Risorse a cui sarebbe folle rinunciare, affermano i sostenitori del Mes quali Nicola Zingaretti, segretario del Pd, o Matteo Renzi, leader di Iv. Secondo cui «i Cinque Stelle stanno prendendo un po’ di tempo, poi diranno di sì, come è ovvio e come è logico».
I pentastellati, però, sono sulle barricate, come il resto degli oppositori del Meccanismo Europeo di Stabilità. Per cui pesano soprattutto i rischi legati all’assenza di un provvedimento chiaro sulle famigerate condizionalità che potrebbero scatenare la trojka e attentare alla sovranità nazionale. Lacci e lacciuoli la cui esclusione, allo stato attuale, non è che un gentlemen’s agreement mai ratificato.
Il trattato che ha istituito il Fondo salva-Stati è infatti ancora in vigore, e oltretutto le tempistiche di un’eventuale modifica non sarebbero brevi. Servirebbero infatti l’unanimità del Consiglio europeo (compresi i solidalissimi Quattro frugali) e la successiva ratifica di tutti i Parlamenti nazionali. Nel frattempo, nulla vieterebbe a Bruxelles di rimangiarsi la promessa, soprattutto se nel frattempo l’Italia dovesse dotarsi di un esecutivo meno gradito all’Europa.
Ipotesi, quest’ultima, che nessuno può escludere categoricamente. «Finiamola con il no ideologico al Mes, altrimenti il Governo rischia davvero» ha ammonito per esempio il senatore grillino Primo Di Nicola.
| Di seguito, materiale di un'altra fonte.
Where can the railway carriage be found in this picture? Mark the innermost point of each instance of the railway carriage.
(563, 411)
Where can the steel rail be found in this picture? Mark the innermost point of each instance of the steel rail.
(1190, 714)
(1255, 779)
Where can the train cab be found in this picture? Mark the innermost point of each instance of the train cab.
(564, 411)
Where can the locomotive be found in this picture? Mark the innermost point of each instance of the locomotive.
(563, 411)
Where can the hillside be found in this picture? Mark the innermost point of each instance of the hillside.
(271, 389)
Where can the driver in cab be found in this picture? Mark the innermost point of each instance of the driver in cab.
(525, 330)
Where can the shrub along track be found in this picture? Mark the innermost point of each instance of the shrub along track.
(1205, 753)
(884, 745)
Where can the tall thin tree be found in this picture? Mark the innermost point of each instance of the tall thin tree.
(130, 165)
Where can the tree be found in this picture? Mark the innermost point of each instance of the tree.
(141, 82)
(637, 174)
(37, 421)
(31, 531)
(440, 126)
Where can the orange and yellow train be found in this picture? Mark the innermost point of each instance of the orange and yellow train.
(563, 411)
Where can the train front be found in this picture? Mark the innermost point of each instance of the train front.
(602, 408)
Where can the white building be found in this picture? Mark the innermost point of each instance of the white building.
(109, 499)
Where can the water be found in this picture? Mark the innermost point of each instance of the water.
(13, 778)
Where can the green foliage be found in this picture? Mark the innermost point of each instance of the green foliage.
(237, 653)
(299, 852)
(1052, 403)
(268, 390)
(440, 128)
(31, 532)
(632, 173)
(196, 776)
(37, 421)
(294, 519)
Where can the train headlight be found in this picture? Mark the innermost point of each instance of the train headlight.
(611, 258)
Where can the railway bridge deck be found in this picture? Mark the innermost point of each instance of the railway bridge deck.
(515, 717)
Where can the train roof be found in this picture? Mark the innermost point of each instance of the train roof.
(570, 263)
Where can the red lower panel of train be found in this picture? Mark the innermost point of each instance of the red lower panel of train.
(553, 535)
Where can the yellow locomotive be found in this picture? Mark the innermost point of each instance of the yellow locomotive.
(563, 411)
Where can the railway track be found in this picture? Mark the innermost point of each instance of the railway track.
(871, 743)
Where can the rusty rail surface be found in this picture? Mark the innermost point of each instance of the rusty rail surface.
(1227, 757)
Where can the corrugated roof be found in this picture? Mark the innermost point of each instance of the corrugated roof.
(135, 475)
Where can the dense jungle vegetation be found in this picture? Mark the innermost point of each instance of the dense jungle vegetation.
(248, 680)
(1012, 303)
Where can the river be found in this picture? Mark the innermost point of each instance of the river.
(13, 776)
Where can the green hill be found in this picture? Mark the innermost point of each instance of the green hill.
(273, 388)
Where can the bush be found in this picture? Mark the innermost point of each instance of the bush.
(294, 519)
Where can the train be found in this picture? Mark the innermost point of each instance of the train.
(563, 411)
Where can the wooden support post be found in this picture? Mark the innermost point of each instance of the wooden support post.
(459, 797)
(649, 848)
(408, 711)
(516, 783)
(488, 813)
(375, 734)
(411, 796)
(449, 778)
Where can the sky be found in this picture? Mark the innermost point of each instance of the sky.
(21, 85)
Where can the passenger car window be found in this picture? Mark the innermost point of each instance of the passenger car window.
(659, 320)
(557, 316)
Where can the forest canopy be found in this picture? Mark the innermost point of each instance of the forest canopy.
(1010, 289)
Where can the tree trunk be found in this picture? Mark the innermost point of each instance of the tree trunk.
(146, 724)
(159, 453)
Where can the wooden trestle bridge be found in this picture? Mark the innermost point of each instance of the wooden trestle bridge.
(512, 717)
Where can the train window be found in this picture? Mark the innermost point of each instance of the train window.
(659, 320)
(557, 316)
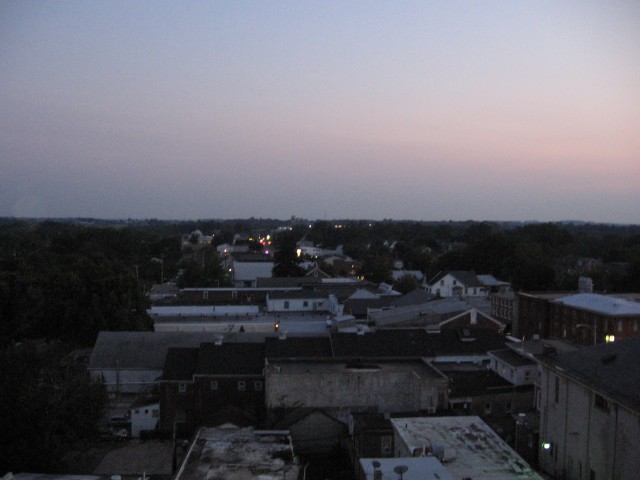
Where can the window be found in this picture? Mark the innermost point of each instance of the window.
(601, 403)
(385, 445)
(181, 416)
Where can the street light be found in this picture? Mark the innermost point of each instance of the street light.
(593, 330)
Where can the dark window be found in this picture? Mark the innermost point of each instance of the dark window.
(601, 403)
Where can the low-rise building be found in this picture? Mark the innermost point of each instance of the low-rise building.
(465, 445)
(344, 386)
(590, 411)
(232, 453)
(460, 283)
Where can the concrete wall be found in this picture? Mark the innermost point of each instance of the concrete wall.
(517, 375)
(126, 381)
(388, 391)
(585, 436)
(298, 305)
(250, 272)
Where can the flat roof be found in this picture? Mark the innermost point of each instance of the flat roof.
(230, 453)
(471, 448)
(603, 304)
(418, 468)
(512, 358)
(369, 365)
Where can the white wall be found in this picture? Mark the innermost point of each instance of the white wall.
(584, 436)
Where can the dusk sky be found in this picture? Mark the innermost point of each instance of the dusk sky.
(482, 110)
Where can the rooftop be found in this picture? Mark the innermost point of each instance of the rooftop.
(232, 453)
(612, 369)
(418, 468)
(510, 357)
(371, 365)
(471, 448)
(602, 304)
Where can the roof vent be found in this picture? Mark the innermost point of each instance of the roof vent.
(608, 358)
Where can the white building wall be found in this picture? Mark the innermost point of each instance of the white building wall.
(126, 380)
(448, 286)
(250, 271)
(517, 375)
(586, 438)
(298, 305)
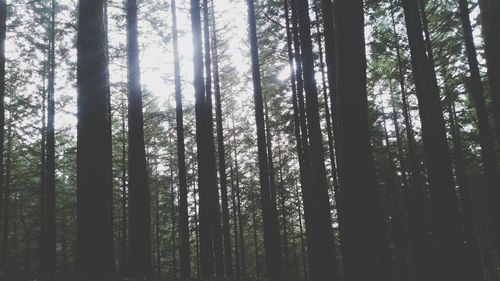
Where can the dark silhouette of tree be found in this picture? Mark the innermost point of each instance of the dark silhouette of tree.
(447, 224)
(184, 251)
(272, 246)
(94, 179)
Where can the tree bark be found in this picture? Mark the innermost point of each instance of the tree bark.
(184, 249)
(474, 257)
(228, 260)
(94, 167)
(139, 194)
(272, 247)
(362, 248)
(206, 200)
(475, 86)
(447, 225)
(490, 24)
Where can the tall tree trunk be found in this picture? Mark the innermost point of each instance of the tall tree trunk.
(203, 153)
(3, 29)
(43, 163)
(419, 225)
(284, 218)
(235, 222)
(196, 231)
(173, 210)
(492, 178)
(397, 225)
(184, 251)
(48, 249)
(490, 23)
(5, 254)
(228, 260)
(240, 213)
(329, 128)
(447, 224)
(216, 226)
(474, 257)
(272, 247)
(94, 167)
(362, 248)
(123, 256)
(139, 197)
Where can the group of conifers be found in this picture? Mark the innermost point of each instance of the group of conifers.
(364, 248)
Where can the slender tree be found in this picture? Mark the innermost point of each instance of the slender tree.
(228, 261)
(447, 224)
(139, 205)
(184, 251)
(485, 134)
(94, 175)
(48, 239)
(206, 200)
(490, 24)
(354, 149)
(3, 29)
(272, 247)
(212, 167)
(323, 260)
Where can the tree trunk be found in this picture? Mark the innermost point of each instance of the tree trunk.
(3, 29)
(489, 159)
(139, 197)
(184, 251)
(447, 224)
(216, 226)
(397, 226)
(228, 260)
(94, 166)
(5, 254)
(203, 153)
(417, 212)
(490, 24)
(272, 247)
(123, 258)
(362, 248)
(48, 243)
(474, 257)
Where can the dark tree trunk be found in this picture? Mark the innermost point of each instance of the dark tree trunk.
(490, 23)
(235, 223)
(94, 167)
(284, 217)
(302, 242)
(3, 28)
(196, 231)
(48, 241)
(5, 254)
(123, 256)
(272, 247)
(492, 178)
(397, 225)
(203, 153)
(417, 212)
(325, 89)
(269, 142)
(447, 225)
(184, 251)
(173, 211)
(474, 257)
(139, 205)
(228, 260)
(216, 226)
(362, 248)
(43, 165)
(240, 213)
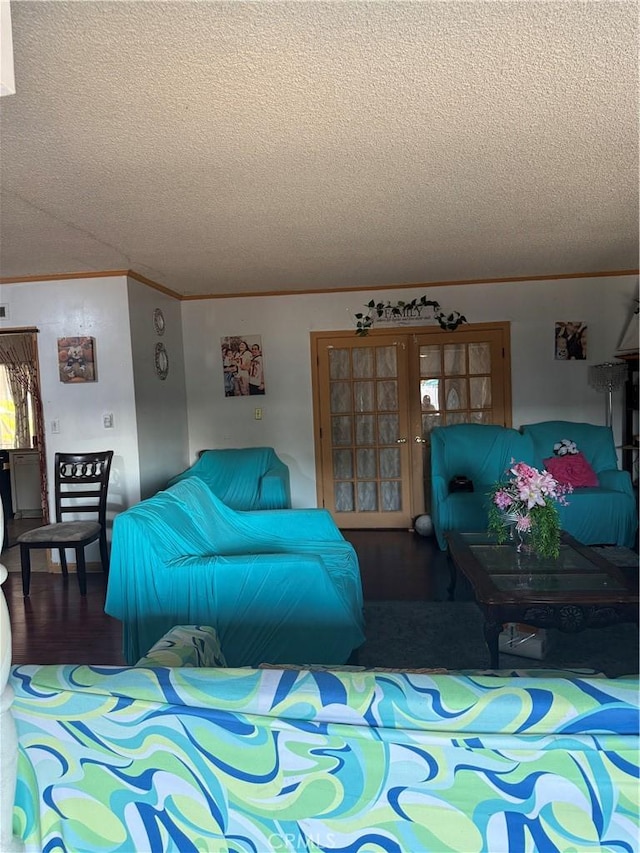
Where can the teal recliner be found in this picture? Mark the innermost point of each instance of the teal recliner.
(244, 478)
(605, 514)
(480, 452)
(278, 586)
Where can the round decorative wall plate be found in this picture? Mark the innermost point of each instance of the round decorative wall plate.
(158, 321)
(161, 361)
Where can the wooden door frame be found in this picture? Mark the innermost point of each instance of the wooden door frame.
(504, 327)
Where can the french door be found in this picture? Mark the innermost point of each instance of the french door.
(376, 400)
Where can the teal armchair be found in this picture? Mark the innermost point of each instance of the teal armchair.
(245, 478)
(480, 452)
(605, 514)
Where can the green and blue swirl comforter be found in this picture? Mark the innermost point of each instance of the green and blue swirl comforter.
(132, 760)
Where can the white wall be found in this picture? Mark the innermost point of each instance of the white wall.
(149, 433)
(542, 388)
(161, 405)
(85, 306)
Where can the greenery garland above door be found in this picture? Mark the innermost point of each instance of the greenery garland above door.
(401, 310)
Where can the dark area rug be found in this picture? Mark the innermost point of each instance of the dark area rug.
(408, 634)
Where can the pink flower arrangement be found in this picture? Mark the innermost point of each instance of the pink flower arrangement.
(527, 500)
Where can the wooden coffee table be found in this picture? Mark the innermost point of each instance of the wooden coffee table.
(577, 590)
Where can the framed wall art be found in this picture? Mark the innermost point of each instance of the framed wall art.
(242, 365)
(571, 341)
(77, 360)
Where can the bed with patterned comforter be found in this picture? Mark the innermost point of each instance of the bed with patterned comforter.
(129, 760)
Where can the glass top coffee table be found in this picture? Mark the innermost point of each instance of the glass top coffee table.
(577, 590)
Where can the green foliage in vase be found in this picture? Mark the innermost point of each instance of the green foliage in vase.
(528, 500)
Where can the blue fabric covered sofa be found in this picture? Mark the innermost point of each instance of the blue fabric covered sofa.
(244, 478)
(605, 514)
(183, 754)
(279, 586)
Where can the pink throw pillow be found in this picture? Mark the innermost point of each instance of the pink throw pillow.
(571, 470)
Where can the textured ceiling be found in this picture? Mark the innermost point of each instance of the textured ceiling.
(235, 147)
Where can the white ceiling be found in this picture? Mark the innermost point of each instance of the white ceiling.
(227, 147)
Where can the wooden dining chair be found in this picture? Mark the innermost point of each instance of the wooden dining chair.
(81, 483)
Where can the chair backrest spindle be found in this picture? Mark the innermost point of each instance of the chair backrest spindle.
(81, 482)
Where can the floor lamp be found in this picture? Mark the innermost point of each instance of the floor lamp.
(608, 377)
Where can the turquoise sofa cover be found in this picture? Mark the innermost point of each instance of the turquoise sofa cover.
(481, 452)
(120, 760)
(244, 478)
(279, 586)
(606, 514)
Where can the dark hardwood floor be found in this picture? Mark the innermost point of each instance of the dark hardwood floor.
(58, 625)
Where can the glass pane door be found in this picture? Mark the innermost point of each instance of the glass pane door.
(457, 377)
(364, 440)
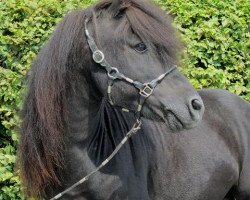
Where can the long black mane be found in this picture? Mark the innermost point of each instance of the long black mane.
(44, 113)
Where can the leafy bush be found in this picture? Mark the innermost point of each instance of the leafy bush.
(216, 34)
(217, 38)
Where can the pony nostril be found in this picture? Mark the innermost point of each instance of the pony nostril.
(196, 104)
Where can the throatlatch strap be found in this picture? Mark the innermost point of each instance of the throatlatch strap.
(145, 90)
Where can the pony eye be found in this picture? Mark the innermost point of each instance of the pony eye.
(140, 47)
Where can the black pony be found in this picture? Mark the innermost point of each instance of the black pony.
(191, 145)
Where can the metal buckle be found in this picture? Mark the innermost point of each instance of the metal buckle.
(113, 72)
(98, 56)
(146, 91)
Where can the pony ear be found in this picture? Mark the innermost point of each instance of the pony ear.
(118, 7)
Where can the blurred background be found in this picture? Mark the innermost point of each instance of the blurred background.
(215, 33)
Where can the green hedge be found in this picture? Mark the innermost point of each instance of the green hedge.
(217, 38)
(216, 34)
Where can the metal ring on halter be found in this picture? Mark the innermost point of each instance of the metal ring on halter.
(98, 56)
(147, 90)
(113, 72)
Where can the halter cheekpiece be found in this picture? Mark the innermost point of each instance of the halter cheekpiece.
(145, 90)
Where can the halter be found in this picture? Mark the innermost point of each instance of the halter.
(145, 90)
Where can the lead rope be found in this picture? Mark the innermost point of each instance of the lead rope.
(133, 130)
(145, 90)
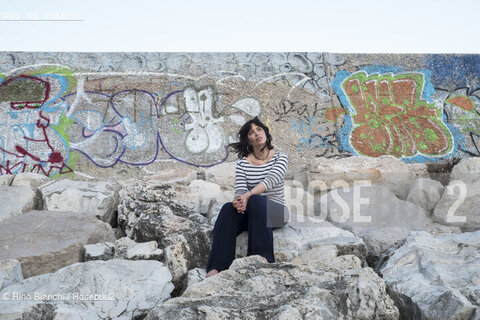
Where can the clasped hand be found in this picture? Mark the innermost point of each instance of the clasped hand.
(240, 202)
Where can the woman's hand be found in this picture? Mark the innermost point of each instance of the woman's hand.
(240, 202)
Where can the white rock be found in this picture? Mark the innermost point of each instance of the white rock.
(113, 289)
(121, 247)
(439, 276)
(99, 251)
(144, 251)
(158, 212)
(222, 174)
(6, 179)
(96, 198)
(252, 289)
(32, 180)
(425, 193)
(376, 215)
(10, 273)
(45, 241)
(302, 235)
(385, 170)
(217, 203)
(459, 206)
(205, 192)
(171, 176)
(194, 276)
(15, 201)
(467, 170)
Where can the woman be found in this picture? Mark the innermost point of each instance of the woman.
(259, 203)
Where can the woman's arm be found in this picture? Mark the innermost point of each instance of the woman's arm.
(240, 180)
(276, 175)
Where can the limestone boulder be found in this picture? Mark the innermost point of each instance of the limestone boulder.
(158, 212)
(194, 276)
(376, 215)
(222, 174)
(10, 273)
(15, 201)
(99, 251)
(6, 179)
(217, 203)
(123, 248)
(459, 206)
(45, 241)
(97, 198)
(338, 288)
(467, 170)
(173, 176)
(385, 170)
(202, 192)
(114, 289)
(303, 234)
(425, 193)
(32, 180)
(436, 277)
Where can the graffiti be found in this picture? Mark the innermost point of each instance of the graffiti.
(204, 134)
(285, 109)
(309, 139)
(32, 130)
(390, 114)
(461, 107)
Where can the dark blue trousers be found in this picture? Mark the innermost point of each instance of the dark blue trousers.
(260, 218)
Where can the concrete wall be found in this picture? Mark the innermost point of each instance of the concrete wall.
(135, 113)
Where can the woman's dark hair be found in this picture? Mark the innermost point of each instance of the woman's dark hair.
(241, 147)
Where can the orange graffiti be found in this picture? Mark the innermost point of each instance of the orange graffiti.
(463, 102)
(390, 116)
(332, 114)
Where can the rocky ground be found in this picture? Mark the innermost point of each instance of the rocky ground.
(368, 238)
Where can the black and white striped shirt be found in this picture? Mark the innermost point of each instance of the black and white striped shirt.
(271, 174)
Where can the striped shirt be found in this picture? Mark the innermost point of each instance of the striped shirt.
(271, 174)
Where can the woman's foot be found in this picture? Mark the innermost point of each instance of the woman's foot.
(211, 273)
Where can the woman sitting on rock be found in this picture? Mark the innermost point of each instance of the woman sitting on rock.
(259, 203)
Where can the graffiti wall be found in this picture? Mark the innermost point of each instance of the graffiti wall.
(78, 113)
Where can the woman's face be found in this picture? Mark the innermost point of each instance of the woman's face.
(257, 136)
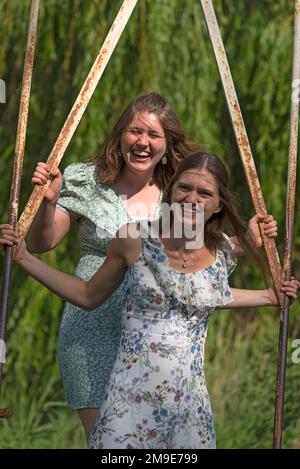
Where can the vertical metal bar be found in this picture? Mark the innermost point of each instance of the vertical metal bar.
(241, 137)
(76, 113)
(289, 224)
(17, 172)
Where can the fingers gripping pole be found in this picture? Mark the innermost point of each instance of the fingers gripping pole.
(290, 212)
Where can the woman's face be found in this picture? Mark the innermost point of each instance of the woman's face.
(143, 143)
(194, 187)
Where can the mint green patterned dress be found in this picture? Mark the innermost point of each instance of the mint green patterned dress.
(88, 341)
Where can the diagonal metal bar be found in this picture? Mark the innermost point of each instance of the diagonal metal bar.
(76, 113)
(241, 137)
(17, 175)
(289, 225)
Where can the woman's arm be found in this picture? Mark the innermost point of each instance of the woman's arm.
(50, 224)
(86, 295)
(269, 227)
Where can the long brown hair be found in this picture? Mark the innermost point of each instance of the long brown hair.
(213, 230)
(111, 161)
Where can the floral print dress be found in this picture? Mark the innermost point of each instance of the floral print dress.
(156, 396)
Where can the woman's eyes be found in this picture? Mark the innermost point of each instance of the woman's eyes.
(139, 132)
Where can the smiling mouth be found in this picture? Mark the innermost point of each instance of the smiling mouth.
(140, 155)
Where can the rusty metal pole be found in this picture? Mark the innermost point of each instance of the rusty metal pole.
(17, 175)
(76, 113)
(241, 137)
(289, 224)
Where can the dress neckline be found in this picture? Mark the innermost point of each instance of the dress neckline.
(184, 272)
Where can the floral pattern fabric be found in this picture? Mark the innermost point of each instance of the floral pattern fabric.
(156, 396)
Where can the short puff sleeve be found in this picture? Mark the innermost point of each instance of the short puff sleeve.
(75, 189)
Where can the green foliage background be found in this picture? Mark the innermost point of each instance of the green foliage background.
(166, 48)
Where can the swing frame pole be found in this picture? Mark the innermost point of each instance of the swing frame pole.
(242, 139)
(76, 113)
(16, 179)
(289, 225)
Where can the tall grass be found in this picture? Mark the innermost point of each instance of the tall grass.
(166, 48)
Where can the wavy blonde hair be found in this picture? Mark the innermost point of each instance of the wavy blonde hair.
(111, 162)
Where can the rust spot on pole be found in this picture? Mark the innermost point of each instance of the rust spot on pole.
(242, 138)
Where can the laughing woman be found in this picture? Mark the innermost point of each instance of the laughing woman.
(156, 396)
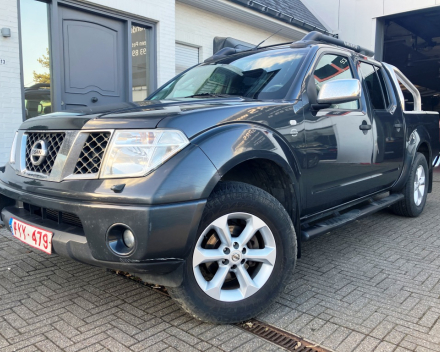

E anche il sottosegretario al Ministero dell’Interno Carlo Sibilia ha concesso una timida apertura, purché si sia certi che i fondi non costituiscano «una trappola».
La sensazione, cioè, è che il MoVimento finirà per abdicare ancora una volta alle proprie pretese ideologiche per ragioni, diciamo, di realpolitik. Stavolta, però, potrebbe non essere così semplice.
I nipotini del presunto comico, infatti, sono in piena crisi. Di voti, di nervi e di identità. Nonché di leadership, visto che, dal momento delle dimissioni di Luigi Di Maio, non c’è un vero capo politico, bensì un reggente – Vito Crimi.
In questo contesto, i Cinque Stelle si apprestano ad avviare la campagna elettorale per le Regionali di settembre con lo spettro di dover ammainare l’ennesima bandiera. Circostanza che potrebbe riverberarsi non solo sul gradimento degli elettori – per cui sarebbe un altro boccone amaro da digerire – ma anche sulla sopravvivenza del Conte-bis.
Secondo i rumours, infatti, almeno trenta parlamentari pentastellati sarebbero pronti a negare l’appoggio al Fondo salva-Stati. Tra cui sette senatori, che potrebbero risultare determinanti visto che a Palazzo Madama i rosso-gialli sono già sul filo del rasoio.
È vero che i voti mancanti verrebbero rimpiazzati da quelli degli Azzurri, ma a quel punto si aprirebbe un enorme problema politico. Perché il Mes verrebbe approvato da una maggioranza diversa rispetto a quella che sostiene l’esecutivo.
Ecco il motivo per cui, malgrado le sue rodomontate, il Capo del Governo non ha alcuna intenzione di affrontare a breve il giudizio dell’Aula. Addirittura, secondo alcune ricostruzioni avrebbe chiesto aiuto al suo omologo olandese Mark Rutte, capofila del “blocco del nord Europa”, per riuscire a prendere tempo. Ricevendo però una replica non esattamente incoraggiante.
«È cruciale che la prossima volta l’Italia sia in grado di rispondere a una crisi da sola» le parole del tulipano. A cui il Presidente del Consiglio ha fatto sapere laconicamente che sì, «l’Italia ce la farà da sola». Anche perché sui suoi cosiddetti alleati comunitari difficilmente potrà contare.
Intanto, il BisConte punta a superare l’estate, sperando che, alla fine, prevalga (as usual) l’istinto di autoconservazione dei grillini. I cui valori, finora, non hanno mai retto alla prova della poltrona.
Di certo c’è che, per il momento, il Fondo salva-Stati pare più un Meccanismo Europeo di Instabilità. Per il Governo italiano, almeno.